Integrated care is the new Holy Grail but it won’t happen without some bold new relationships, says Mark Britnell.

The Future Forum did the NHS a great favour in re-establishing integration as a key enabler for better healthcare. Next to the financial sustainability of healthcare systems, integration is the most talked about topic in healthcare.

Whether it is Medicare locals in Australia, accountable care organisations in the US, integrated care organisations in the UK or integrated care service reform in Singapore, most countries are experimenting. If the hospital represented the temple of healthcare in the 20th century, “e-enabled” integrated care will surely be its high priest in the 21st.

In the The Innovator’s Prescription, Clayton Christensen argues that healthcare models are out of date because we have conflated two business models which are no longer fit for purpose; namely the general hospital and primary care practice. He argues that the lack of innovation results in sub-optimal care and costs.

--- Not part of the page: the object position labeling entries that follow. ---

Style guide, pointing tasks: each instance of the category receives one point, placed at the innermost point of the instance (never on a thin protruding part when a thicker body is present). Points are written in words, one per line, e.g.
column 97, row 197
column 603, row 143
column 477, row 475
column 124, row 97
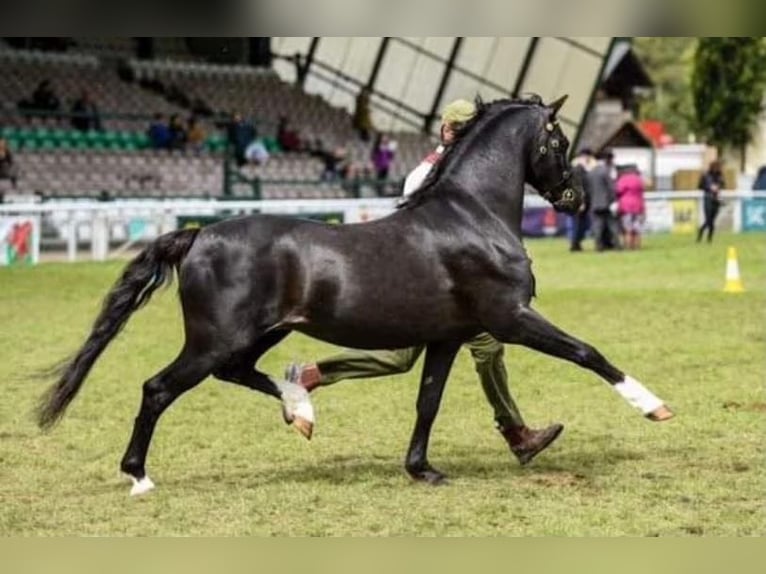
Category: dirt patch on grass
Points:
column 560, row 479
column 750, row 407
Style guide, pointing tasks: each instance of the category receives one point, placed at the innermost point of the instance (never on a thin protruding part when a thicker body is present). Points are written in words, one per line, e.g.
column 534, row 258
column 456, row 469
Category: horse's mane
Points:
column 485, row 112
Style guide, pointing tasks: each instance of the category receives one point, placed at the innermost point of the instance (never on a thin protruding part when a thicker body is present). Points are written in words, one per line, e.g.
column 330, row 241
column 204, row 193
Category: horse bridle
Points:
column 564, row 186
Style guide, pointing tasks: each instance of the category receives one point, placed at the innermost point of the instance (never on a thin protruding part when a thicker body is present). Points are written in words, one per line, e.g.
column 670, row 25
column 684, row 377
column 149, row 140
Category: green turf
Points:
column 225, row 464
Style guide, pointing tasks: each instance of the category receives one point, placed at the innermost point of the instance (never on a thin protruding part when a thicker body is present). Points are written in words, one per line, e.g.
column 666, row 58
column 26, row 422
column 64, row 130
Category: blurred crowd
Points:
column 614, row 210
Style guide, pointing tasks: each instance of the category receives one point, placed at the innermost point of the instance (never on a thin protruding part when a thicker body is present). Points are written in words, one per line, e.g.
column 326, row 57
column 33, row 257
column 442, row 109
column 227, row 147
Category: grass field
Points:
column 225, row 464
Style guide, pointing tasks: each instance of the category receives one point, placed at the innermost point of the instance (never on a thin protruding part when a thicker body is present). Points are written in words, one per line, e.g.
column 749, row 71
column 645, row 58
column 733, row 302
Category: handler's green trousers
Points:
column 487, row 354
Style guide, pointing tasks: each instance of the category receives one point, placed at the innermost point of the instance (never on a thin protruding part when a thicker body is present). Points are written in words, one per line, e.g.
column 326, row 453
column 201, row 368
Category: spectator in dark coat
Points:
column 44, row 99
column 711, row 183
column 178, row 135
column 8, row 169
column 85, row 113
column 159, row 133
column 240, row 133
column 601, row 190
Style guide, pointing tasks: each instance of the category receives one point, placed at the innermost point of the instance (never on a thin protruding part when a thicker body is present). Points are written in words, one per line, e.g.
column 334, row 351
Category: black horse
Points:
column 245, row 283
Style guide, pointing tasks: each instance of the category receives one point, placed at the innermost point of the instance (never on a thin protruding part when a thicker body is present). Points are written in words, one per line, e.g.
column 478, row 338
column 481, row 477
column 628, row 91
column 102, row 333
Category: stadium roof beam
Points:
column 449, row 66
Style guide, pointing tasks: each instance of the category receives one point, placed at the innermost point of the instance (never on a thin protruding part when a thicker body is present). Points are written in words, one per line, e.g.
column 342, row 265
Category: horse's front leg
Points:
column 524, row 326
column 439, row 358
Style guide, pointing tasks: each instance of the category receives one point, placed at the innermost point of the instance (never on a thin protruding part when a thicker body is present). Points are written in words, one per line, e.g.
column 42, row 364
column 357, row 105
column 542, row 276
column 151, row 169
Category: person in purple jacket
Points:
column 382, row 156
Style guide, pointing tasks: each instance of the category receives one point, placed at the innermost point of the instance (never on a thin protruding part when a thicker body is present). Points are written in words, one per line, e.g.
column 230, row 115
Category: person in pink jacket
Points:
column 631, row 207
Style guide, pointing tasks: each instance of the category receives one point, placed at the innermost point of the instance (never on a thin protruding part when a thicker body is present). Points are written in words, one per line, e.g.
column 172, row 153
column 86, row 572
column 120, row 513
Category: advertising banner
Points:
column 685, row 215
column 754, row 214
column 543, row 222
column 19, row 240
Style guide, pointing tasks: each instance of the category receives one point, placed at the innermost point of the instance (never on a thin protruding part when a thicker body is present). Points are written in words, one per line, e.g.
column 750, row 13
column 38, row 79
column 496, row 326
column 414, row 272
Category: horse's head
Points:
column 549, row 169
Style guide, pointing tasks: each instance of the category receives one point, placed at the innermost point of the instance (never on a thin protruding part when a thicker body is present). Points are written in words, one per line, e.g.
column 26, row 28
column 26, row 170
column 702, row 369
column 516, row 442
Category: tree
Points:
column 728, row 86
column 669, row 63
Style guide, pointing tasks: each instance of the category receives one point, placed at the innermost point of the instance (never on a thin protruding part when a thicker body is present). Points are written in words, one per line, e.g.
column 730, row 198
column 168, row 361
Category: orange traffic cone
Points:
column 733, row 280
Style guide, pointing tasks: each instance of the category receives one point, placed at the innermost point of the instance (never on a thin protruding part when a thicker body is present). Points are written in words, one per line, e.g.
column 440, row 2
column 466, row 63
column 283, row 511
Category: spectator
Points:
column 159, row 133
column 287, row 137
column 711, row 183
column 581, row 220
column 600, row 184
column 195, row 133
column 178, row 135
column 632, row 209
column 362, row 120
column 8, row 169
column 335, row 163
column 240, row 134
column 382, row 156
column 85, row 115
column 256, row 152
column 43, row 99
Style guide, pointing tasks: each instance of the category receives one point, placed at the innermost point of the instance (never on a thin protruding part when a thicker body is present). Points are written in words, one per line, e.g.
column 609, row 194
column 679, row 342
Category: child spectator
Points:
column 159, row 133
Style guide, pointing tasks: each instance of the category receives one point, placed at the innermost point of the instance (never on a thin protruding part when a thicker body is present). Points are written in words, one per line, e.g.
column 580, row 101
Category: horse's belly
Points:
column 399, row 320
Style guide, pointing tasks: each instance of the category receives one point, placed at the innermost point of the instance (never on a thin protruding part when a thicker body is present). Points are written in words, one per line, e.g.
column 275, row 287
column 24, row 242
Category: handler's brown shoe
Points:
column 308, row 376
column 526, row 443
column 661, row 413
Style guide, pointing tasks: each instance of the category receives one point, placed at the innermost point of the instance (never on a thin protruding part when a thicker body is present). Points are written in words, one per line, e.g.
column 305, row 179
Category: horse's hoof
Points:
column 430, row 476
column 305, row 427
column 660, row 414
column 141, row 486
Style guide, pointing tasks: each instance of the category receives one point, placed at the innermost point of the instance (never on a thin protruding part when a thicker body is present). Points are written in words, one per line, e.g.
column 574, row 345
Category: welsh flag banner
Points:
column 19, row 240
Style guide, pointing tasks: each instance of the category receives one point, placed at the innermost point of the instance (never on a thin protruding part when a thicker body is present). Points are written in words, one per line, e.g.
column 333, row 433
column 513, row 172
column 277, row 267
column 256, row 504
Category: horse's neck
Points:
column 494, row 181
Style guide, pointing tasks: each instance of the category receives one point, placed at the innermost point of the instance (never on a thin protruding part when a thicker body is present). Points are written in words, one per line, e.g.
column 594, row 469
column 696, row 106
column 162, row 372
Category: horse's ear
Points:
column 556, row 106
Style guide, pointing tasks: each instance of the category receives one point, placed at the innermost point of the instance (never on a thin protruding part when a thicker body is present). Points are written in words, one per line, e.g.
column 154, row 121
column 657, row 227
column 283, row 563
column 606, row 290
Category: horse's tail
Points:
column 150, row 269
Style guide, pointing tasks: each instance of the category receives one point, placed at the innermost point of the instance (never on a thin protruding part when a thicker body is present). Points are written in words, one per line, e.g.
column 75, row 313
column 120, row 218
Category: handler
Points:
column 525, row 443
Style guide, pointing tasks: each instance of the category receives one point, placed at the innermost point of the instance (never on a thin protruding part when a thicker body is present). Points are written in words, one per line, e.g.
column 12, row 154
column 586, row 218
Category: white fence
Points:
column 125, row 222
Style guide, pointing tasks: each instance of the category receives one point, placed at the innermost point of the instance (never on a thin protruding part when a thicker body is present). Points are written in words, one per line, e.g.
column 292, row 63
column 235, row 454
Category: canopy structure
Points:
column 411, row 78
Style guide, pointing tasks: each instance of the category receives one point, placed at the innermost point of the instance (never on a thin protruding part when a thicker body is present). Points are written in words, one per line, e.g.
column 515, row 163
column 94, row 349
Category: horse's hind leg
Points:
column 187, row 371
column 239, row 369
column 529, row 328
column 438, row 362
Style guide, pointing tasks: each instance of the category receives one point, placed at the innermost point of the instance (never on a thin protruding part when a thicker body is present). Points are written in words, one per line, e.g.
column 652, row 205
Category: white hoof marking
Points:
column 296, row 401
column 141, row 486
column 638, row 395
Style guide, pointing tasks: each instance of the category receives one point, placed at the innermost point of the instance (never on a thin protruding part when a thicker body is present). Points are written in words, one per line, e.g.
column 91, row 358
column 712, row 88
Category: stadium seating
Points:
column 55, row 159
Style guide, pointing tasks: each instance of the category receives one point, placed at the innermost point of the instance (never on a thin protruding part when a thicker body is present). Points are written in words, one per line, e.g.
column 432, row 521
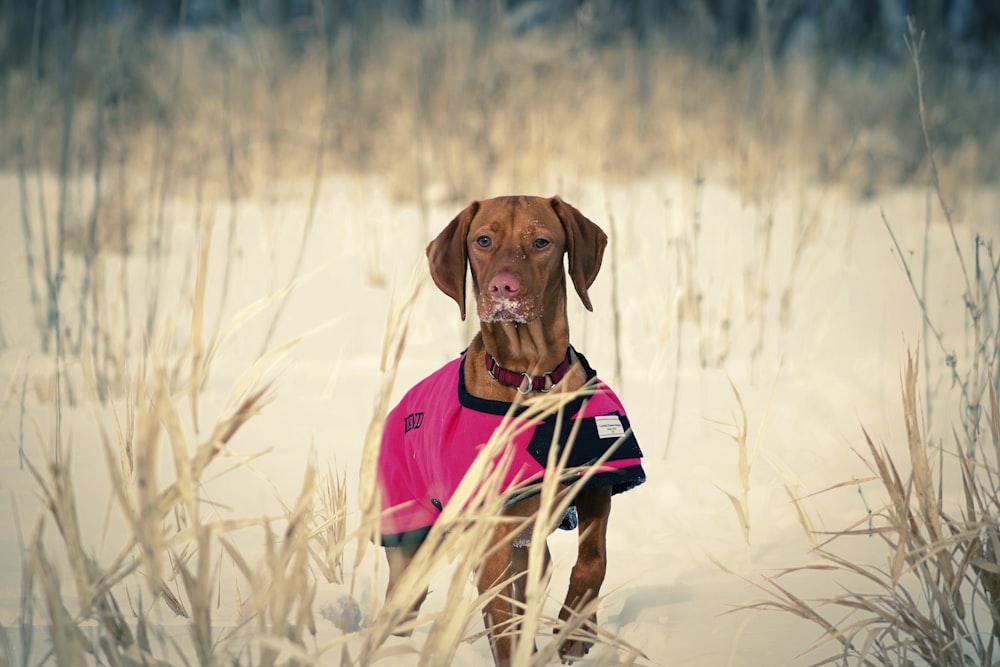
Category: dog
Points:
column 514, row 249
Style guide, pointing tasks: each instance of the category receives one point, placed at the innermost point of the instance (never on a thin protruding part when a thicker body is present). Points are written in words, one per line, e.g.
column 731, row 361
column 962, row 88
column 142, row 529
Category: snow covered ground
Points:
column 810, row 373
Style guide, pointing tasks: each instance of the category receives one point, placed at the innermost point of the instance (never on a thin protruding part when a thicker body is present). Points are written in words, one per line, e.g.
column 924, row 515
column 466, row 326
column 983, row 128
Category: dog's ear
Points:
column 447, row 255
column 585, row 243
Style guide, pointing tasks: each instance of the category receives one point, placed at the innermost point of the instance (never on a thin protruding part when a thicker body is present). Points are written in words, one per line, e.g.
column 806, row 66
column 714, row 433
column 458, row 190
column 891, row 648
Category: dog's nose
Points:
column 504, row 285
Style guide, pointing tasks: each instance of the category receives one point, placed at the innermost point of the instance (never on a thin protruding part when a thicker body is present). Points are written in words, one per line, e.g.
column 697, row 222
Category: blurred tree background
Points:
column 406, row 88
column 959, row 31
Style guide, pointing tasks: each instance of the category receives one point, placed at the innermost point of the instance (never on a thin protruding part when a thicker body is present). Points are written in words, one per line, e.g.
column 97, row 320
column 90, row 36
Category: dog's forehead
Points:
column 524, row 213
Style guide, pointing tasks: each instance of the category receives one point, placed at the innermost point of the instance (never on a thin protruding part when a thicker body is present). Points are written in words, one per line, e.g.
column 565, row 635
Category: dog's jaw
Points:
column 518, row 310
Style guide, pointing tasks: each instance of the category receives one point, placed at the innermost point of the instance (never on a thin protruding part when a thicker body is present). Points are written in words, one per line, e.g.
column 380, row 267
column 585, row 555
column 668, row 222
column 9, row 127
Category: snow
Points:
column 810, row 373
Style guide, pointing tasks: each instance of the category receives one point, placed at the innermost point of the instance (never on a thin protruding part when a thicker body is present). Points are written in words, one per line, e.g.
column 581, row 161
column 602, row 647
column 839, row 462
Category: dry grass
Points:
column 936, row 600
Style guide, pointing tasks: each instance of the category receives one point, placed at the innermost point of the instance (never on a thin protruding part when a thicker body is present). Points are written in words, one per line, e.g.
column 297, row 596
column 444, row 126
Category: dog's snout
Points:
column 505, row 285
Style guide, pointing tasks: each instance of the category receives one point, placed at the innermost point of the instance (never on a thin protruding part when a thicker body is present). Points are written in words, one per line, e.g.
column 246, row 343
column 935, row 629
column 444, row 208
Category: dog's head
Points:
column 514, row 247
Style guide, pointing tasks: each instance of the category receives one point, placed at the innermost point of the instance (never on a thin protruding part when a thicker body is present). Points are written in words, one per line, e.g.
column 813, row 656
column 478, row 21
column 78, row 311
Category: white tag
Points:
column 609, row 426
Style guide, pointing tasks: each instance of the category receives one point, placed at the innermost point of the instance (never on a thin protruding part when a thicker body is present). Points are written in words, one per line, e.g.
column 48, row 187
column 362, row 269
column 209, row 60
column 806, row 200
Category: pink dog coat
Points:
column 434, row 434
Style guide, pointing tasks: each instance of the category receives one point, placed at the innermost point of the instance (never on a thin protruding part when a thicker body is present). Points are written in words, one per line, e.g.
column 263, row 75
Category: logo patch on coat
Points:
column 414, row 420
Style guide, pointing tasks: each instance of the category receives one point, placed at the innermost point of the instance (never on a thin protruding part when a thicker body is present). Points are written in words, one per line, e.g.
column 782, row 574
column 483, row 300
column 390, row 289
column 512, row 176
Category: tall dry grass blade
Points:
column 198, row 369
column 68, row 643
column 252, row 376
column 741, row 503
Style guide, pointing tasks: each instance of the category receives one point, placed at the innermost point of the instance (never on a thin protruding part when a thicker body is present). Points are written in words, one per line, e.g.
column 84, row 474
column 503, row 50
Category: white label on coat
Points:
column 609, row 426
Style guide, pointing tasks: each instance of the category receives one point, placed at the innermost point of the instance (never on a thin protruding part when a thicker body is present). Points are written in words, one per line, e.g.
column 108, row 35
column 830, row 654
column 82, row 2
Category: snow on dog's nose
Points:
column 504, row 285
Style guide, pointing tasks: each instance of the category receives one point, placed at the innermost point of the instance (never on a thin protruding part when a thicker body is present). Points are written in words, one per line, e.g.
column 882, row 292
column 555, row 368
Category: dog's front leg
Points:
column 503, row 568
column 594, row 509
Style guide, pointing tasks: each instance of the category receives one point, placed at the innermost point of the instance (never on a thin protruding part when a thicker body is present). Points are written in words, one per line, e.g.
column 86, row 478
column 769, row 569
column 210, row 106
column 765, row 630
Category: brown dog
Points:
column 514, row 247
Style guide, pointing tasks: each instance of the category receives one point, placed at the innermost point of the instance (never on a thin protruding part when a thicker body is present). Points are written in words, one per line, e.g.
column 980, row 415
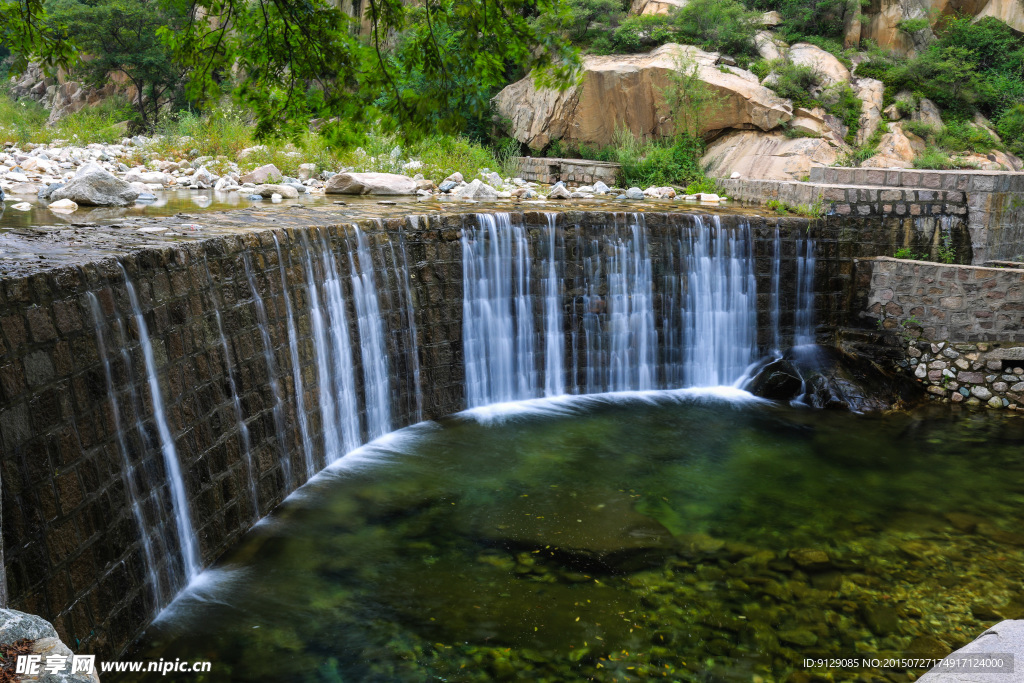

Given that 80 per cent of all GP consultations and two thirds of emergency admissions are related to patients with long term conditions, he adds that “the system has trapped too many disruptive-enabling technologies in high-cost institutions that have conflated two of three business models under one roof”. Integrated care could change this if NHS reform is managed well.

Indeed, the NHS next stage review in 2008 launched 16 integrated care organisation pilots that were led by GPs and hospital based clinicians. The pilots were to last for two years and their conclusions should now have been published. The delay has partly been due to the changing nature of the Health Bill and the artificial polarisation between integration and competition, but spreading learning now is crucially important as clinical commissioning groups are established.

A clinical analytics organisation, the Oak Group, has recently reviewed its work in 41 NHS trusts. It supports clinicians to look at their own admission and discharge protocols and models new patterns of care. The results present a compelling case for a change in our business models.

It has concluded that 22.7 per cent of hospital admissions could be cared for more appropriately in different settings. In nearly a quarter of all analysed admissions, care could be better provided at home, in intermediate care, in sub-acute care, nursing homes and community rehabilitation.

Seven ingredients

The reasons why it did not happen (in ascending importance) were because the patient was waiting for a social service assessment, waiting for a test result, poor documentation of the medical record, no alternative care setting being available and, most importantly, the clinical team had not actively considered viable alternatives.

Ironically, on case review, the most appropriate care setting was home with a follow-up GP or consultant visit.

Initially, current NHS reform was hesitant in prescribing integration as a potential solution but we now seem to be back on track. It would be wrong however to believe that simplistic structural reform is the answer. Few believe that attaching a non-local doctor and nurse to a clinical commissioning group is the answer.

The Commonwealth Fund and other research suggests there are seven key ingredients for success. Namely: inspirational clinical leadership; information systems that support care integration; the application of a robust clinical evidence base and improvement methodology; patient engagement; assistive technology; proportionate financial tariffs/incentives and a collaborative/innovative culture.

You’ll notice that none of the seven talks too much about structural change, which seems to be a particular preoccupation in the NHS.

Because of this focus, we might wonder whether we are paying sufficient attention to clinical leadership, clinical information and “bundled payment” mechanisms.

Integrated care organisations (run from hospitals or clinical commissioners) could be a very powerful force.

A tectonic change of this magnitude will require a new clinical/managerial relationship to develop. In this light, the recent presentation at the NHS Confederation on the excellent research into “NHS top leaders” makes for fascinating reading. It calls for “different leadership for a very different future”.

Praising NHS managers’ ability to “pace set” under direction, the research also suggests the NHS has not been creating the right constructive climate to move from an “old” operating model to a “new” one (which is hardly surprising given recent events). Only 26 per cent of leaders were identified with creating “high-performing and energising climates” and it went on to suggest that a new modus operandi would need to think about new “push and pull” incentives if current reforms were to deliver intended benefits.

When the House of Lords debates amendments to the Health Bill, 17 months will have been spent discussing reform. The strong managerial “must-do” culture in the NHS needs to be linked to clinical innovation between primary and secondary care clinicians if integration is to succeed in a sustainable fashion.

This requires much more than structures to be right. After all, culture always eats structure for breakfast.